Insomnia is a sleep disorder characterized by a chronic difficulty in initiating and maintaining sleep which has a relatively high prevalence and a significant socioeconomic cost. There is good evidence that cognitive and/or physiological arousal, associated with sustained sympathetic activation, is one of the underlying causes of insomnia.Relaxation treatments such as progressive relaxation and meditation which address the cognitive and somatic arousal associated with insomnia have been found to be effective. Yoga is a comprehensive discipline which includes physical exercises, postures, breathing techniques, and meditation, for the purpose of improving health and well being. Research studies have documented the effectiveness of yoga in reducing sympathetic activation and cognitive and somatic arousal and in the treatment of specific medical disorders.
Cancer survivors often feel fatigued and have trouble sleeping for months or even years after their last chemotherapy or radiation session.

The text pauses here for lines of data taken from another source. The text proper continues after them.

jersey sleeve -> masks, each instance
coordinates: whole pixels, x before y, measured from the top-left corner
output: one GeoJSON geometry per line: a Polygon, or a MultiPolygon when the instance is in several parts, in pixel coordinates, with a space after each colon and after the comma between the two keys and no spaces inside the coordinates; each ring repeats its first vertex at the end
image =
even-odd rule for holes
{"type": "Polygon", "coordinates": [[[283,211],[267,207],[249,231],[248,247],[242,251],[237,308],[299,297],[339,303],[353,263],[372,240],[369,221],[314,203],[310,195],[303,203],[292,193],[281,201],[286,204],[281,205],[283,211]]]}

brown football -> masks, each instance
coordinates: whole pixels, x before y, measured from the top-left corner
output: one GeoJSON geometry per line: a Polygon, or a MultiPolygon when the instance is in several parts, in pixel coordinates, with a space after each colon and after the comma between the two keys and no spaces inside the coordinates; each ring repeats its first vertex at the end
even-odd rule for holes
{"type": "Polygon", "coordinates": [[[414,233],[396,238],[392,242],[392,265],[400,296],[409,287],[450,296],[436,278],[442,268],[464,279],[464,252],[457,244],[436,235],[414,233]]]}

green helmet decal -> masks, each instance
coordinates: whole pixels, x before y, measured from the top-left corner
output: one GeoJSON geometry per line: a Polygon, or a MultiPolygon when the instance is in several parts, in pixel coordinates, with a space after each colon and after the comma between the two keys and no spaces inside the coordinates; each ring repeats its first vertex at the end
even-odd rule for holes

Now, a new study shows that yoga can help them sleep better, feel more energized, and cut back on sleeping medications.
The study included 410 cancer survivors who had completed treatment in the previous two years and had been experiencing sleep problems for at least two months. All but 16 of the patients were women, and 75 percent were breast cancer survivors. In addition to the standard post-treatment care that everyone received, half of the study participants attended 75-minute yoga sessions twice a week for a month.

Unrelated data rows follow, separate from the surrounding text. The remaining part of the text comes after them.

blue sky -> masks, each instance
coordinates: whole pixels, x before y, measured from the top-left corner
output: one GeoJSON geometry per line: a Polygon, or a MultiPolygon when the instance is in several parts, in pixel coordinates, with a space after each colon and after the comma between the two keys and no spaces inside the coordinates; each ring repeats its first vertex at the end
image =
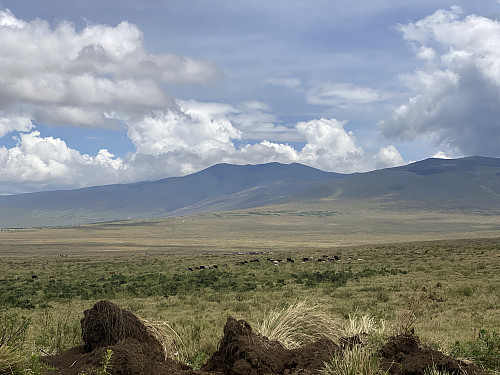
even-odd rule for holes
{"type": "Polygon", "coordinates": [[[500,156],[500,5],[0,0],[0,194],[500,156]]]}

The sessions, which were based on two forms of low-intensity yoga known as Hatha yoga and restorative yoga, included breathing exercises, meditation, and 18 different poses. At the beginning of the study, just under 85 percent of the participants in both the yoga and control groups were experiencing sleep problems.
By the end, 31 percent of the patients who’d done yoga were sleeping soundly, compared with just 16 percent of the control group. The yoga participants were also using about 20 percent less sleep medication, on average, while the people in the control group actually upped their intake of sleep drugs by 5 percent. Additionally, the yoga participants had substantially lower levels of fatigue and daytime sleepiness compared with the control group.